More on the phylogenetic analysis:

- 21 characters are parsimony-uninformative; one of them is even constant. That makes 387 rather than 408 parsimony-informative characters. Of course that's still a lot!
- There seems to be some duplication in the matrix: for example the number of premolars, the number of molars, and the number of postcanines are three separate characters.
- All characters were unordered. Someone should have a look what happens if this is changed. I wonder if the *Purgatorius*-*Protungulatum*-*Oxyprimus* clade depends on this.
- I think every single named zhelestid, asioryctithere, and zalambdalestid is in the matrix. Surprisingly, these come out as four distinct clades, with most of the zhelestids forming one of them.
- Zalambdalestidae and Glires are very far apart, even though their enlarged, ever-growing lower incisors were coded as homologous to bias the results towards the assumption that Cretaceous placentals are known. As further explained in the supplementary information, the teeth are almost certainly not homologous: embryology says the lower gnawing tooth in Glires is the no-longer-deciduous second incisor of the standard placental three, while in Zalambdalestidae it is the first of the standard therian four. AFAIK no therian with more than four lower incisors is known, so the zalambdalestids have most likely not lost an incisor in front of the enlarged one.
- *Deccanolestes* (consisting of two species of Maastrichtian eutherian from India, each named for an isolated astragalus, IIRC) is in the matrix! It comes out as the sister-group of (Zalambdalestidae + Placentalia), far from both Placentalia and Cimolestidae (one or two previously supported positions).

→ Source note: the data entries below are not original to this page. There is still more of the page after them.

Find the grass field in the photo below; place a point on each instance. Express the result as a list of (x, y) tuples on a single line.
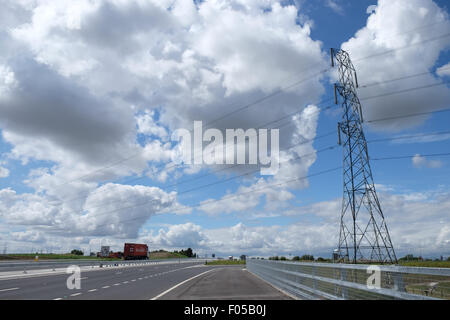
[(225, 262), (165, 255)]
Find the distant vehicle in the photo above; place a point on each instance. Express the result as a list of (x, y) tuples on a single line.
[(116, 255), (135, 251), (104, 251)]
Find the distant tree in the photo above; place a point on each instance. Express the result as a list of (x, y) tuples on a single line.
[(77, 252), (307, 257), (274, 258), (188, 253), (321, 259)]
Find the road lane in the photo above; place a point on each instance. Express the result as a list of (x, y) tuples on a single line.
[(54, 286), (225, 283)]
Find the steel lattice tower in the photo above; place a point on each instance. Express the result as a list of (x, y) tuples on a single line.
[(364, 235)]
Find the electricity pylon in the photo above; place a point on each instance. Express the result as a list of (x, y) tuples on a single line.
[(364, 235)]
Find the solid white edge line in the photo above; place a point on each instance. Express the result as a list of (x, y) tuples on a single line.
[(9, 289), (181, 283), (75, 294)]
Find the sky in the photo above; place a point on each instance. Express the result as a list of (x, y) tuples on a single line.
[(91, 93)]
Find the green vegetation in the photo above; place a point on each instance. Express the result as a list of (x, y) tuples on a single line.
[(188, 253), (47, 256), (162, 254), (225, 262), (411, 261), (425, 263)]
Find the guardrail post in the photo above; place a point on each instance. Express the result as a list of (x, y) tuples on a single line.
[(398, 281), (314, 279), (343, 288)]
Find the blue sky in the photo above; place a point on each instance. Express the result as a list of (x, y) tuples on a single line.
[(107, 97)]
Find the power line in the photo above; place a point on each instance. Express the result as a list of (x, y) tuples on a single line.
[(279, 91), (409, 115), (271, 122), (228, 197), (405, 90), (404, 47), (213, 183), (410, 136), (397, 79), (412, 156)]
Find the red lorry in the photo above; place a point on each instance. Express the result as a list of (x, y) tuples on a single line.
[(135, 251)]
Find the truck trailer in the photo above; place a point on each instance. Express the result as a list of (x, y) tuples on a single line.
[(135, 251)]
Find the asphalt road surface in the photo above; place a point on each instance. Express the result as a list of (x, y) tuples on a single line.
[(225, 283), (145, 282)]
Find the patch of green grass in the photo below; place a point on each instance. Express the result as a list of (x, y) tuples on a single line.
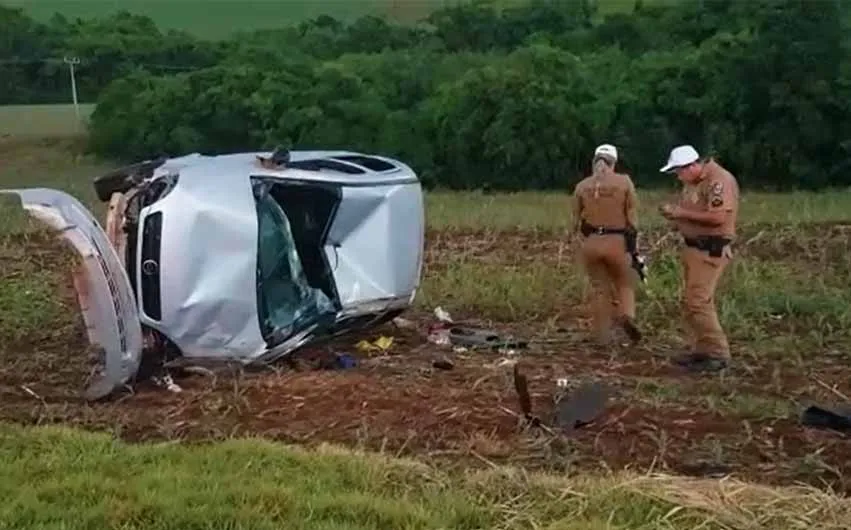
[(757, 299), (27, 302), (220, 18), (550, 211), (67, 478), (36, 121)]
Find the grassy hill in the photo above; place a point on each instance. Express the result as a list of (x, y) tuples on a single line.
[(218, 18)]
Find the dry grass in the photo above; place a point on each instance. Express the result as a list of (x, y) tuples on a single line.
[(58, 476)]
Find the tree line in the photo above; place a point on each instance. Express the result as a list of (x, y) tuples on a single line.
[(473, 97)]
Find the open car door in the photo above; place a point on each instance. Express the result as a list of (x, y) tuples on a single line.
[(103, 289)]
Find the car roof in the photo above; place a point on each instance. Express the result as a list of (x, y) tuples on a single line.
[(349, 168)]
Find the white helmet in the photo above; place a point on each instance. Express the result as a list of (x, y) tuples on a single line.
[(608, 151)]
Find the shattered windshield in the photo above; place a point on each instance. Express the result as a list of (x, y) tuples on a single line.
[(286, 302)]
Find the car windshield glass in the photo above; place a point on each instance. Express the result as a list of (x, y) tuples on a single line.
[(286, 302)]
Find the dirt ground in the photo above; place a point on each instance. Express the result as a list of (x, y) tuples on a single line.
[(745, 423)]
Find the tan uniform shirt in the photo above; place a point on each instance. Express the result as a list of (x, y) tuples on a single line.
[(608, 201), (716, 190)]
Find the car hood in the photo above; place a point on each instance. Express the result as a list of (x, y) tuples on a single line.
[(104, 291)]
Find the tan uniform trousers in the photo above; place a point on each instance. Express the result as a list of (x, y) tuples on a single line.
[(609, 268), (701, 273)]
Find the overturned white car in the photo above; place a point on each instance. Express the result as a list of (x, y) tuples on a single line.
[(243, 257)]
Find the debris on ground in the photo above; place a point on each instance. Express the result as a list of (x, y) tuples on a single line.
[(379, 345), (442, 315), (582, 407), (833, 418), (482, 338), (404, 323)]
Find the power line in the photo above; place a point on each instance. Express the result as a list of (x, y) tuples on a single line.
[(84, 62)]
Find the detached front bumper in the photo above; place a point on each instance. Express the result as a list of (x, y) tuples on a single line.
[(103, 288)]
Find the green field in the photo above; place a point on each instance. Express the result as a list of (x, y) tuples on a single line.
[(43, 120), (503, 261), (219, 18)]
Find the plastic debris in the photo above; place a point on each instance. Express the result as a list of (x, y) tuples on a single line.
[(403, 323), (380, 345), (439, 336), (443, 364), (344, 361)]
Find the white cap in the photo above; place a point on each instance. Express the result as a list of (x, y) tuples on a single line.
[(607, 150), (680, 156)]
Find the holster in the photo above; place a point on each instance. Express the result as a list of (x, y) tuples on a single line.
[(588, 230), (712, 245)]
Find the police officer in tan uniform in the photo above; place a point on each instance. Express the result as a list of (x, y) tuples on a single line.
[(604, 209), (706, 218)]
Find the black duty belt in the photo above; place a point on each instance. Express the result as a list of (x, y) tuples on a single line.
[(713, 245), (588, 230)]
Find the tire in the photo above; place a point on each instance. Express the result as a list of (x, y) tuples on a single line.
[(124, 179)]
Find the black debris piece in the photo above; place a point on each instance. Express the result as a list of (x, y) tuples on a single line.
[(836, 418)]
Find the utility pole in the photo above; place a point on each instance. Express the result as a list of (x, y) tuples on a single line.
[(71, 62)]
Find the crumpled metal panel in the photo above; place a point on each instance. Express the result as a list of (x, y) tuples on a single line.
[(376, 243), (208, 265), (107, 300)]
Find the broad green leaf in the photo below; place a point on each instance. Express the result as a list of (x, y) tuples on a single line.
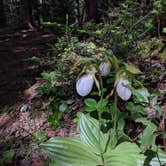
[(63, 107), (136, 110), (70, 152), (147, 138), (91, 135), (132, 69), (69, 101), (91, 105), (142, 95), (161, 158), (101, 106), (125, 154)]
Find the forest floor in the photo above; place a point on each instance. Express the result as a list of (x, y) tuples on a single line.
[(17, 83), (20, 121)]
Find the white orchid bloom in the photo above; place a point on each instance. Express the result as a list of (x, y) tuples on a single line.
[(85, 84), (105, 68), (123, 92)]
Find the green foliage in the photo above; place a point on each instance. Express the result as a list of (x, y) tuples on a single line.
[(7, 157), (88, 148)]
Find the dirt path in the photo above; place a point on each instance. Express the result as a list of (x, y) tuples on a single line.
[(15, 70)]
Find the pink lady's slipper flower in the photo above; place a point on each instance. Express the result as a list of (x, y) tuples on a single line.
[(123, 92), (105, 68), (85, 84)]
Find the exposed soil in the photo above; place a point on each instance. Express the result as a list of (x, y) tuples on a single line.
[(16, 48)]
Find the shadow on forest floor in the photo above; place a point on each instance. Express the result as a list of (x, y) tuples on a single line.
[(16, 71)]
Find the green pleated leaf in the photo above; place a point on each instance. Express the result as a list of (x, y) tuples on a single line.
[(91, 135), (70, 151), (132, 69), (125, 154)]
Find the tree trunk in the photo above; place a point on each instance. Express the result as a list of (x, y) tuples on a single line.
[(2, 14), (26, 12), (91, 7)]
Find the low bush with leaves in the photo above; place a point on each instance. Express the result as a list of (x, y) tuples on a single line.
[(102, 130)]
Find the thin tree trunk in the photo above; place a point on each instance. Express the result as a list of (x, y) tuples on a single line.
[(91, 10), (26, 12), (2, 14)]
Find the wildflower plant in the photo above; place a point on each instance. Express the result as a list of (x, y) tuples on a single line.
[(95, 145)]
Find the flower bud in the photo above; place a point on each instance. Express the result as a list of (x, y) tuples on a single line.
[(123, 92), (84, 85), (105, 68)]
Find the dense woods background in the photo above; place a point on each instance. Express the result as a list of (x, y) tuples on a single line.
[(19, 13), (91, 69)]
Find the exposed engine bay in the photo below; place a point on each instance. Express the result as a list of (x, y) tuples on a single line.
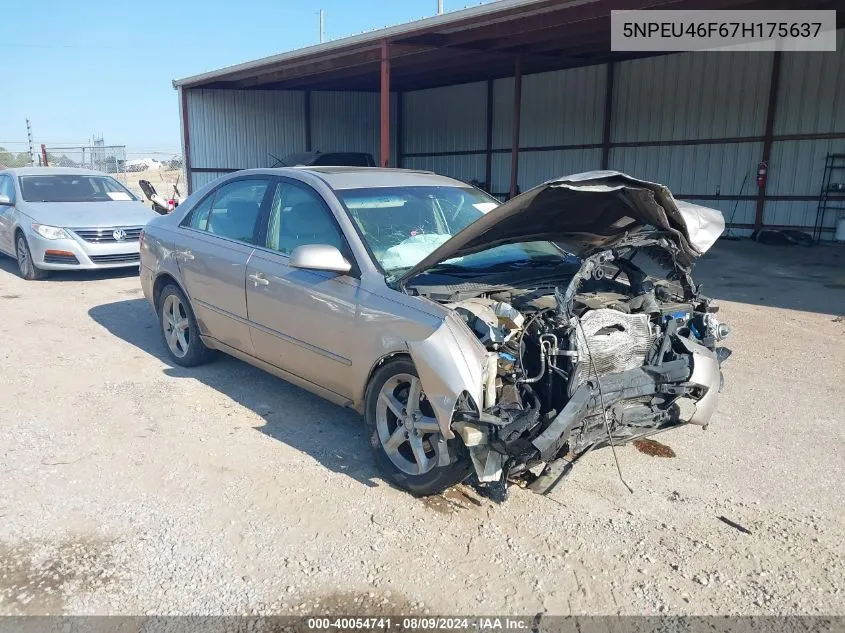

- There are two carnivorans (*Miacis* and *Vulpavus*), the sister-group of the crown of Cetartiodactyla (*Gujaratia* -- formerly *Diacodexis pakistanensis* which would have made *Diacodexis* paraphyletic), and three "mainstream condylarths" (*Hyopsodus*, *Meniscotherium*, *Phenacodus*) in the matrix; together with *Erinaceus* (western European hedgehog, or maybe the eastern one, I forgot), *Blarina* (a shrew), *Solenodon*, and *Eoryctes* (an Eocene "insectivore"), this is all of "Laurasiatheria" that is in the matrix. Someone should add more.
- Especially, *Apheliscus* and friends, found close to Macroscelidea in other analyses, are not in.
- *Potamogale*, the only afrosoricidan, comes out as the sister-group of *Eoryctes* (see above), but all other afrotherians form a clade: ((*Procavia* [hyrax] + *Moeritherium* [proboscidean]) + (*Orycteropus* [aardvark] + *Rhynchocyon* [elephant shrew])) -- and that without Eocene hyraxes, Eocene elephant shrews, or apheliscines in the matrix!
- Interestingly, the three "mainstream condylarths" form a clade. I wonder if adding perissodactyls would change that.
- Except for the "condylarths" (the mentioned ones plus *Protungulatum* and *Oxyprimus*), no representatives of Paleogene-only "orders" are included. Is *Uintatherium* a Giant Horned Bunny? Are taeniodonts "cimolestans"? I smell a couple of surprises waiting to be discovered.
- Over the next few years I expect a series of papers to be built on this matrix. Now that people who want to investigate eutherian phylogeny no longer need to build their own matrix from scratch, but can simply add taxa and maybe a handful of characters to an existing one, the motivation for and the ease of finding out where, say, the South American "ungulates" belong or which planet the bibymalagasy comes from have without doubt greatly increased!